En l’occurrence, force est de constater qu’à ce jour, et malgré l’exécution provisoire du jugement du tribunal judiciaire du Puy-en-Velay du 1er octobre 2024, les époux [K] n’ont pas exécuté les condamnations prononcées à leur encontre. En effet, ils ne contestent pas le fait qu’ils n’ont engagé aucune mise à exécution de cette décision de première instance, même partiellement. Seule une mesure d’exécution forcée a pu les contraindre à régler une partie des sommes dues. En outre, ils ne fournissent aucune indication sur les revenus de Mme [H] [K], solidairement obligée aux mêmes condamnations judiciaires et susceptible en conséquence d’en répondre au regard de la situation financière obérée telle qu’alléguée par M. [Y] [K]. Ces derniers ne justifient donc pas en quoi l’exécution du jugement de première instance serait de nature à entraîner des conséquences manifestement excessives ou qu’ils seraient dans l’impossibilité d’exécuter la décision, même partiellement.

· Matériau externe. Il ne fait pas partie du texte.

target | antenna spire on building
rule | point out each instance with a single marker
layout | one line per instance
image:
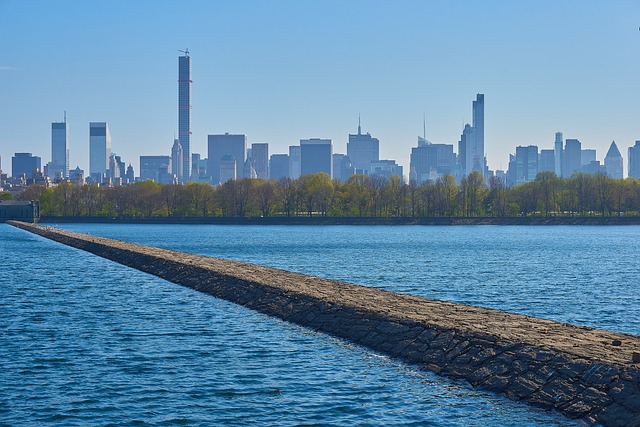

Dans ces conditions, et il sera fait droit à la demande de radiation d’appel formée par la SARL FRANCE GEOTHERMIE 43.
Il appartiendra le cas échéant aux époux [K] de réitérer leur demande d’expertise judiciaire dans l’hypothèse où cette affaire serait rétablie au rôle après exécution du jugement de première instance assorti de l’exécution provisoire. En l’état actuel de la procédure en phase de radiation, cette demande d’expertise judiciaire sera donc rejetée.
Il serait effectivement inéquitable, au sens des dispositions de l’article 700 du code de procédure civile, de laisser à la charge de la SARL FRANCE GEOTHERMIE 43 les frais irrépétibles qu’elle a été contrainte d’engager à l’occasion de cette instance et qu’il convie d’arbitrer à la somme de 800,00 €.
Enfin, succombant à l’instance, M. [K] et Mme [P] épouse [K] en supporteront les entiers dépens.
PAR CES MOTIFS,
LE CONSEILLER DE LA MISE EN ÉTAT,
ORDONNE, la radiation de la déclaration d’appel formée par le RPVA le 21 novembre 2024 par le conseil de M. [Y] [K] et Mme [H] [P] épouse [K] à l’encontre du jugement n n° RG-23/00189 rendu le 1er octobre 2024 par le tribunal judiciaire du Puy-en-Velay.
CONDAMNE M. [Y] [K] et Mme [H] [P] épouse [K] à payer au profit de la SARL FRANCE GÉOTHERMIE 43 une indemnité de 800,00 €, en dédommagement de ses frais irrépétibles prévus à l’article 700 du code de procédure civile.
REJETTE le surplus des demandes des parties.
CONDAMNE M. [Y] [K] et Mme [H] [P] épouse [K] aux dépens de l’incident.